He noted the accident occurred shortly before 11:30 on Monday morning.
West said he’s waiting for a report from the analyst who was still on scene at 4:30 p.m.
“The preliminary investigation would reveal that... a semi truck and trailer was travelling southbound on Highway 97; it changed lanes without seeing a red southbound pickup truck, which was overtaking it,” explained West. “It hit that red pickup truck, forced it into the oncoming lane, which resulted in it having a quasi head-on collision with a semi trailer that was travelling in the northbound direction.
“Then that northbound semi truck partially disabled as a result of the collision,” he continued. “The primary collision with the red pickup crossed into southbound lanes, hitting a southbound pickup truck, which was towing a recreational vehicle, destroying the trailer, proceeding into the ditch.”
West said that “at some point and time,” as smaller pickup had become involved and rolled.
“We’re investigating how that truck became involved,” he said. “The northbound semi trailer then proceeded through the ditch, then into the trees, at which point and time, the semi trailer, the smaller pickup truck that rolled, as well as the parts of the trailer that had been hauled became involved in a fire.”

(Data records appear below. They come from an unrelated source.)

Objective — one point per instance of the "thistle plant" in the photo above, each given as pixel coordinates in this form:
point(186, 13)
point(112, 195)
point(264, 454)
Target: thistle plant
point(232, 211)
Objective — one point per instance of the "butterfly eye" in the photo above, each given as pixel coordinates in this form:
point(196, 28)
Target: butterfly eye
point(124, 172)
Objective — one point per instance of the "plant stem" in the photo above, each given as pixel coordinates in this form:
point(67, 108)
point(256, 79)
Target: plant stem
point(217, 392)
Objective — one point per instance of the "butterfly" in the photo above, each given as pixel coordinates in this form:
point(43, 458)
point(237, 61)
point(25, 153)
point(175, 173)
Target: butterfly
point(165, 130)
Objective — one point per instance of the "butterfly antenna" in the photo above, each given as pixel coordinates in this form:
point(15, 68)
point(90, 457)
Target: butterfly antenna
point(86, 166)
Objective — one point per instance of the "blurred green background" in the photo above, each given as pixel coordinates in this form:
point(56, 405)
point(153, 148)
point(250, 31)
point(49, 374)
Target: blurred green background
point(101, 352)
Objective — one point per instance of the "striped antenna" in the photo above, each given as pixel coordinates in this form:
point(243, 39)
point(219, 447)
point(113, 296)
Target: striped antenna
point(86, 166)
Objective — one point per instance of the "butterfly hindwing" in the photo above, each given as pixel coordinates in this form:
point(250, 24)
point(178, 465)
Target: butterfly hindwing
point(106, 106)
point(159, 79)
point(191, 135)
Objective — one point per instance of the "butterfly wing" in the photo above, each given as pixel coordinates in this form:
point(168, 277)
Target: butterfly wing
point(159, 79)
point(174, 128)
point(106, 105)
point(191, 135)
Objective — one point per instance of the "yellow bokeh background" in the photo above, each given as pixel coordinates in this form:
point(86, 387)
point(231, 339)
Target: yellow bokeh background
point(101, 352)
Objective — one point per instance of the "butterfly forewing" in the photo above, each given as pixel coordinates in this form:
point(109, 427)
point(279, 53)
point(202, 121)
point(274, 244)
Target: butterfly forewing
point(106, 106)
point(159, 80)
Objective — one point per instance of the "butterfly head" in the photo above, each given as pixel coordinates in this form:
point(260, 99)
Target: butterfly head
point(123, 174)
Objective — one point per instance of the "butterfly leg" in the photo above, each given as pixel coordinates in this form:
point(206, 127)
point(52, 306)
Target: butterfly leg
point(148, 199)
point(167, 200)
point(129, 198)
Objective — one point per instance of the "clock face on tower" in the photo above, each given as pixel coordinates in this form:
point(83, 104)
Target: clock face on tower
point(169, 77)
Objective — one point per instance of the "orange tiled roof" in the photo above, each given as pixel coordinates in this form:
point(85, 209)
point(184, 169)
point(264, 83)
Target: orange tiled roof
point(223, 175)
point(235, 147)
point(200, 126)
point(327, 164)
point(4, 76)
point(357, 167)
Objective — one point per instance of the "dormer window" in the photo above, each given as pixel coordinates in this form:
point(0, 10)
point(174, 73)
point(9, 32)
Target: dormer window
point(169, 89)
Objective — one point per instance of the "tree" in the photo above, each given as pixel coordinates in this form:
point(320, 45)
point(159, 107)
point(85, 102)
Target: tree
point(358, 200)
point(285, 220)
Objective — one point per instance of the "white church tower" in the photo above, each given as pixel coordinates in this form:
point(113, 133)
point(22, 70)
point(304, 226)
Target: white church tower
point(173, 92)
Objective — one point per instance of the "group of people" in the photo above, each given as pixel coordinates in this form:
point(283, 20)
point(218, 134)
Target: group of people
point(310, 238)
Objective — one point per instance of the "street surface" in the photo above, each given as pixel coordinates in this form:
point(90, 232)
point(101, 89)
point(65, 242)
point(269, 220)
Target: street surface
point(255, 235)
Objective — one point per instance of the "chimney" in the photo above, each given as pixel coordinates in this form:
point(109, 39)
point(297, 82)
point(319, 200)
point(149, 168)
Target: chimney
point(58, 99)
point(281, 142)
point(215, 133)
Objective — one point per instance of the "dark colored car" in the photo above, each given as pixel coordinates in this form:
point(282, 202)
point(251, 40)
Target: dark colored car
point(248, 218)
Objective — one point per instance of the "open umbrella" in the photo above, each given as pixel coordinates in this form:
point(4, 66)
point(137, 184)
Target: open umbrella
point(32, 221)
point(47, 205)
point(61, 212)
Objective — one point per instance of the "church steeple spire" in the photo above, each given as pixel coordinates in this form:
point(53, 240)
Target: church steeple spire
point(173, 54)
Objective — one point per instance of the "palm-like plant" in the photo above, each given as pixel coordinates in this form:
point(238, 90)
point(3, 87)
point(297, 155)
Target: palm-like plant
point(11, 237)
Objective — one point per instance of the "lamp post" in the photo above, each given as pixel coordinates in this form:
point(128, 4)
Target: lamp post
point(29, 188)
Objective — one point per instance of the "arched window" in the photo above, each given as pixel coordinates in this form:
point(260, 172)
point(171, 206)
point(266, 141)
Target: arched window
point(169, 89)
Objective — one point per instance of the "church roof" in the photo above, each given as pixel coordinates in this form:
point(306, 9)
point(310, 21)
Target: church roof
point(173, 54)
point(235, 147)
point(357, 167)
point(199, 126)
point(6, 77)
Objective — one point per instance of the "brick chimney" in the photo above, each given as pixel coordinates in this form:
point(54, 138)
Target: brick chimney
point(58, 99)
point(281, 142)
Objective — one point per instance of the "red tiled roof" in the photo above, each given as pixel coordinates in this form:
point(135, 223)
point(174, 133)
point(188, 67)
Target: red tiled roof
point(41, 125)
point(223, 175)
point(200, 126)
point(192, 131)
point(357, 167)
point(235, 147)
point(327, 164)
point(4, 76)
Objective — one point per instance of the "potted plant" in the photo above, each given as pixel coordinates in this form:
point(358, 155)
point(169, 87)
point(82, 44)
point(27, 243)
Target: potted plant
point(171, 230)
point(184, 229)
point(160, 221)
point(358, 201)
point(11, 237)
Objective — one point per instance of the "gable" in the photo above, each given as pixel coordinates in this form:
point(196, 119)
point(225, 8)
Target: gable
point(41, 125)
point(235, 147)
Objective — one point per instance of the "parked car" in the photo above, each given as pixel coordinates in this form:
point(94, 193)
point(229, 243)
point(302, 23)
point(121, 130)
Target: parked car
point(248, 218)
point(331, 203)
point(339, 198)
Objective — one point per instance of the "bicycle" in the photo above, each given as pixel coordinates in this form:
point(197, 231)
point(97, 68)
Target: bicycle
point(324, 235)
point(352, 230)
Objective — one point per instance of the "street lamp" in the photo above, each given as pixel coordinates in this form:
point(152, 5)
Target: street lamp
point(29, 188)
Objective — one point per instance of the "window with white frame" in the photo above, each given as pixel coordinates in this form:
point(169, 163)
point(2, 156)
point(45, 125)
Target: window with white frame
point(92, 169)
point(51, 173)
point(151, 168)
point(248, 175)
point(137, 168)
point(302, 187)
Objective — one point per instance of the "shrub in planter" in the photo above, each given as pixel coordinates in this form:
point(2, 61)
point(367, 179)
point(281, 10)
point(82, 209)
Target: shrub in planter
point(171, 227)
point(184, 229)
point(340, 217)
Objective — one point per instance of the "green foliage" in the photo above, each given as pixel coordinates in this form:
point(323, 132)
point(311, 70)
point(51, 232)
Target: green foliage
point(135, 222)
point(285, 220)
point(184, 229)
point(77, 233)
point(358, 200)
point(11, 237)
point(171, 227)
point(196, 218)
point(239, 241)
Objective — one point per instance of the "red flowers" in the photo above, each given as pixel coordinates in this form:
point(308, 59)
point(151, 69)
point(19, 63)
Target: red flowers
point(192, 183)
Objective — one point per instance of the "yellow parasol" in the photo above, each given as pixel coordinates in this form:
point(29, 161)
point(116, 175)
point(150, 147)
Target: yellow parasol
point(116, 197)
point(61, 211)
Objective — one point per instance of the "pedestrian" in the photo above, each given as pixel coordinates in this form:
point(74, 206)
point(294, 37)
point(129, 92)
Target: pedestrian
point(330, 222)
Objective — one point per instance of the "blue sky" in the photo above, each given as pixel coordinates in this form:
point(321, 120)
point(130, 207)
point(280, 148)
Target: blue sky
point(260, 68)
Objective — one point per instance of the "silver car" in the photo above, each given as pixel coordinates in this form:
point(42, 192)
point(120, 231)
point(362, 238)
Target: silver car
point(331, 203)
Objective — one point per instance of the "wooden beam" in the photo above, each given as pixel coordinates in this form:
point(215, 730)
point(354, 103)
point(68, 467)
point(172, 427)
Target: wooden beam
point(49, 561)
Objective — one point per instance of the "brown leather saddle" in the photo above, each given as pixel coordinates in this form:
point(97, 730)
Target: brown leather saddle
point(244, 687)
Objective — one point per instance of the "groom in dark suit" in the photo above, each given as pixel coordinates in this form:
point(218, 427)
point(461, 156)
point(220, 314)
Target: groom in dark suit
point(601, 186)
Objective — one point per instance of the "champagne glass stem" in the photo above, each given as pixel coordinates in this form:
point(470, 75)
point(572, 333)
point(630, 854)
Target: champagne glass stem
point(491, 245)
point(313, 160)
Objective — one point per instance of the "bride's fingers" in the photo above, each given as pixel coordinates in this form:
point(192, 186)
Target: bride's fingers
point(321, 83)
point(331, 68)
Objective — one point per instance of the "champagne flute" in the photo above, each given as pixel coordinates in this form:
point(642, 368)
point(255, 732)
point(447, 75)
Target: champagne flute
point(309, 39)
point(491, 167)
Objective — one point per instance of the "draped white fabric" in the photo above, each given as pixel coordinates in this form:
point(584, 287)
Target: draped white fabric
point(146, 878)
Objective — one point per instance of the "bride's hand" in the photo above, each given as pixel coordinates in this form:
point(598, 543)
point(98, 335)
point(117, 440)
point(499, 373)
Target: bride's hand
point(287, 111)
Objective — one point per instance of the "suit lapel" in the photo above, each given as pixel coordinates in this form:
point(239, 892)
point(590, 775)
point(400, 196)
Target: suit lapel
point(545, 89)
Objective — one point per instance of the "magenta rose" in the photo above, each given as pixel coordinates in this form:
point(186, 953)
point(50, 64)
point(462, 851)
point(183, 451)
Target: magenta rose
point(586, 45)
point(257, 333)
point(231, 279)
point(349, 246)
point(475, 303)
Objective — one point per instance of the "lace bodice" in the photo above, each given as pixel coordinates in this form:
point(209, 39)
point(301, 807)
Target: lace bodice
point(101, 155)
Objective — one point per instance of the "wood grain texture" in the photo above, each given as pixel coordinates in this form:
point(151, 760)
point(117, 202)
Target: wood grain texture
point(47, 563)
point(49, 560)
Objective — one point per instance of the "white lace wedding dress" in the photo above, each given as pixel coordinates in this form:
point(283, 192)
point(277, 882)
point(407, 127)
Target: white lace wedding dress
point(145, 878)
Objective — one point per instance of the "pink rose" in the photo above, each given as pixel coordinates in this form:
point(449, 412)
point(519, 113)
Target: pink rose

West said the semi trailer, which had forced the original red pickup into oncoming lanes, carried on its way to Dawson Creek.
“At which time it was pulled over by general duty members in Dawson Creek,” he said. “We are continuing our investigation with respect to its involvement in this collision.”
Meessen said he arrived shortly before noon and had been parked just above the accident for about two hours.
“I’m loaded with oil, so I don’t want to be near the area,” he said.
He noted his truck was too big to turn around so he was stuck. The authorities told him he’d likely be there for about six hours.
While Meessen was stopped, many were rerouted to the Old Alaska Highway, across the old wooden bridge, while big rigs were rerouted to the Braden Road. The department of transportation was directing traffic at both turns to the old highway.
Since his arrival on the scene, Meessen – who was travelling to the Taylor area from Bonanza, Alberta – said he’d been tuned into his radio since he stopped.
He said that, from what he understood, there was a red Dodge pickup that “got cut off” by a vehicle that took off.
“The truck is in the bush with rig matting on it; it caught fire,” said Meessen, while looking at the wreckage.
“It’s very lucky nobody died in here,” said Meessen.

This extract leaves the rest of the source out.